A partir de Bruxelas, Maria da Graça Carvalho não partilha a mesma opinião e diz mesmo que “Portugal foi, nessa fase, pouco firme e pouco interventivo”. A deputada do Parlamento Europeu refere que “não correu bem a articulação, ao nível do Conselho, da resposta europeia à pandemia”, em particular quando os diferentes países “começaram a ter uma atitude um tanto ou quanto errática” em consequência de falhas no fornecimento de vacinas.
Em maio aconteceu a Cimeira Social do Porto, que o Governo considerou o ponto alto deste mandato e onde se procurou estabelecer compromissos entre as nações para o plano de ação do Pilar Social Europeu. Em discussão estiveram objetivos relacionados com o emprego, a formação ou a pobreza, partindo das metas definidas pela Comissão Europeia em março — chegar a 2030 com, pelo menos, 78% da população empregada, 60% dos trabalhadores com formação anual e menos 15 milhões de pessoas em situação de pobreza ou exclusão social.
Para João Almeida Lopes, a iniciativa podia ter sido “mais consequente quanto à relação e à sinergia entre a saúde e as áreas sociais”, ao invés de ter focado os temas das transições climática e digital ou da adaptação às alterações demográficas que se avizinham. “Na nossa perspetiva, não se pode pensar e debater este pilar sem um pensamento forte e determinado sobre as políticas de saúde e que saúde queremos para a Europa”, detalha o presidente da Associação Portuguesa da Indústria Farmacêutica — APIFARMA.
Resiliência, justiça social, digitalização e sustentabilidade são os pilares que (ainda) orientam a estratégia da presidência portuguesa, que somou pontos em várias frentes na área da saúde desde janeiro.
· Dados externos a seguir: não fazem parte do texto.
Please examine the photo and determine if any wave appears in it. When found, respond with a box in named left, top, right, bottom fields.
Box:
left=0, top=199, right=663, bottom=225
Além de ter finalizado e lançado o programa União Europeia pela Saúde, a representação nacional desbloqueou a proposta legislativa sobre avaliação das tecnologias de saúde (ATS), em discussão desde 2018, e conseguiu, já este mês, alcançar um acordo informal com o Parlamento Europeu para a sua aprovação. “Este é um passo para permitir que as tecnologias de saúde cheguem a todas as pessoas com doença de forma mais célere e em equidade, em qualquer parte da Europa”, acredita Almeida Lopes. A eurodeputada do PSD Maria da Graça Carvalho concorda que este foi um de “dois dossiês muito importantes” cujo sucesso se deve à ação de Portugal, a par com a aprovação do Certificado Digital da covid-19. Ainda assim, lamenta, “o sector da saúde tinha pouco peso nas prioridades apresentadas” pelo país para o exercício deste mandato.
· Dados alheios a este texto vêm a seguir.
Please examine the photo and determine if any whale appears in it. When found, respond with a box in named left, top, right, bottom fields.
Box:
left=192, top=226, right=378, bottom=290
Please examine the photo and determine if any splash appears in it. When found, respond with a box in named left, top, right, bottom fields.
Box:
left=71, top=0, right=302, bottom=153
Contactado pelo Expresso, o Ministério da Saúde destaca o trabalho desenvolvido no reforço do mandato da EMA, a revisão do alcance do Centro Europeu de Prevenção e Controlo das Doenças ou ainda a promoção, através do debate, da digitalização do sector. “Espera-se que o trabalho desenvolvido durante a presidência portuguesa, bem como o importante progresso realizado durante a presidência alemã, permita a aprovação, pelo Parlamento Europeu, do regulamento de avaliação das tecnologias de saúde”, lê-se na nota enviada. Manuel Pizarro acredita que, apesar das dificuldades, “há sinais muito positivos” sobre o compromisso da União Europeia para o fortalecimento da saúde no espaço comunitário.
Do lado português, a esperança é de que o resultado das sementes lançadas desde janeiro possa ser colhido, nos próximos anos, com a implementação de uma União Europeia da saúde, que se quer mais cooperativa entre países e mais acessível a todos os cidadãos.